China Daily reports that the Beijing Wangfujing Department Store Co Ltd (Group) wants to buy a 25% stake in Seven-Eleven Beijing Co Ltd, a Chinese joint venture with Seven-Eleven Japan Co Ltd.
The retailer is willing to spend millions of dollars because it wants to tap into the convenience store market.
In a statement to the Shanghai Stock Exchange, Wangfujing Department Store said it would pay US$8.75 million for the stake, currently held by the Beijing Shoulian Commercial Group Co Ltd, a State-owned company engaged in logistics and department store operations.
Seven-Eleven Japan Co Ltd owns a 65% stake in the joint venture company, while the Beijing Shoulian Commercial Group Co Ltd and the China National Sugar & Alcohol Group Corp hold 25% and 10%, respectively.
The deal is still waiting for approval from the Ministry of Commerce and agreement from US Seven-Eleven Inc and Seven-Eleven Japan; they have first refusal on the stake, according to an anonymous marketing official at the Wangfujing Department Store.
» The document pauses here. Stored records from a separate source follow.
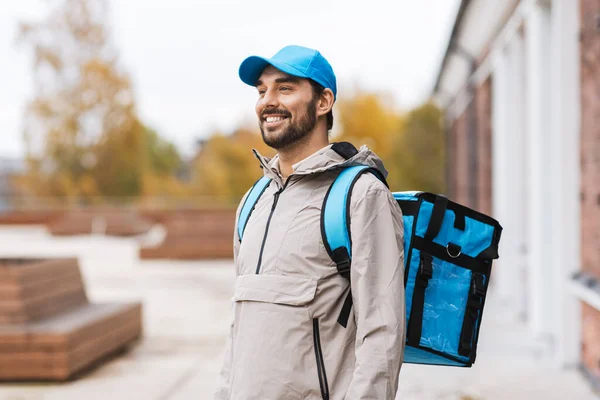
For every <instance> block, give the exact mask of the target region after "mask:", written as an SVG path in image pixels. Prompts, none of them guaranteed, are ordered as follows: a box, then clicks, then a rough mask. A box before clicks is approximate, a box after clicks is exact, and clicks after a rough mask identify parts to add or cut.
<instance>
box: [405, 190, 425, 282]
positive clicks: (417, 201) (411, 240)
mask: <svg viewBox="0 0 600 400" xmlns="http://www.w3.org/2000/svg"><path fill="white" fill-rule="evenodd" d="M415 203H417V205H416V208H417V211H416V213H415V218H414V220H413V229H412V232H411V235H410V237H411V241H410V243H409V244H408V256H407V257H408V258H407V259H406V260H408V261H405V264H406V266H407V267H408V268H404V289H406V284H407V283H408V272H409V271H410V264H411V263H410V261H411V260H412V249H413V247H415V246H414V243H413V240H412V239H414V238H415V237H417V235H416V234H415V233H416V232H417V219H418V218H419V210H420V209H421V204H422V203H423V199H422V198H421V197H419V199H418V200H417V201H415ZM404 252H405V253H406V249H404Z"/></svg>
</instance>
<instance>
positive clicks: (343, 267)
mask: <svg viewBox="0 0 600 400" xmlns="http://www.w3.org/2000/svg"><path fill="white" fill-rule="evenodd" d="M336 265H337V269H338V273H339V274H340V275H342V276H343V277H346V275H349V274H350V260H349V259H346V260H342V261H340V262H338V263H336Z"/></svg>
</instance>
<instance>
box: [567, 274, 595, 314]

The same official declined to reveal any detailed plans.
The Wangfujing Department Store said in the statement that it wants to diversify its business in the retail industry, and the purchase might help it quicken penetration of the market.
The store should also be able to help Seven-Eleven Beijing get out of debt.
According to an unaudited financial statement from Seven-Eleven Beijing Co Ltd, the venture made a net loss of 7 million yuan (US$864,000) in the first half of this year. The venture had total assets of over 200 million yuan (US$24.69 million) at the end of June.
When the first Seven-Eleven outlet opened in Beijing in May 2004, Li Yong, deputy general manager of Beijing Seven-Eleven Co Ltd, said 100 new stores would be open within a year in the capital and 500 were set to open there over the next five years. The annual sales volume of the convenience store operator was expected to reach 2.8 billion yuan (US$345 million) by then.
However, since May last year, only 27 Seven-Eleven convenience stores have opened in Beijing.
Seven-Eleven Beijing's poor performance is also due to the involvement of domestic supermarket operators, such as Wu-mart, Lianhua, Hualian and Haolingju in the convenience store sector.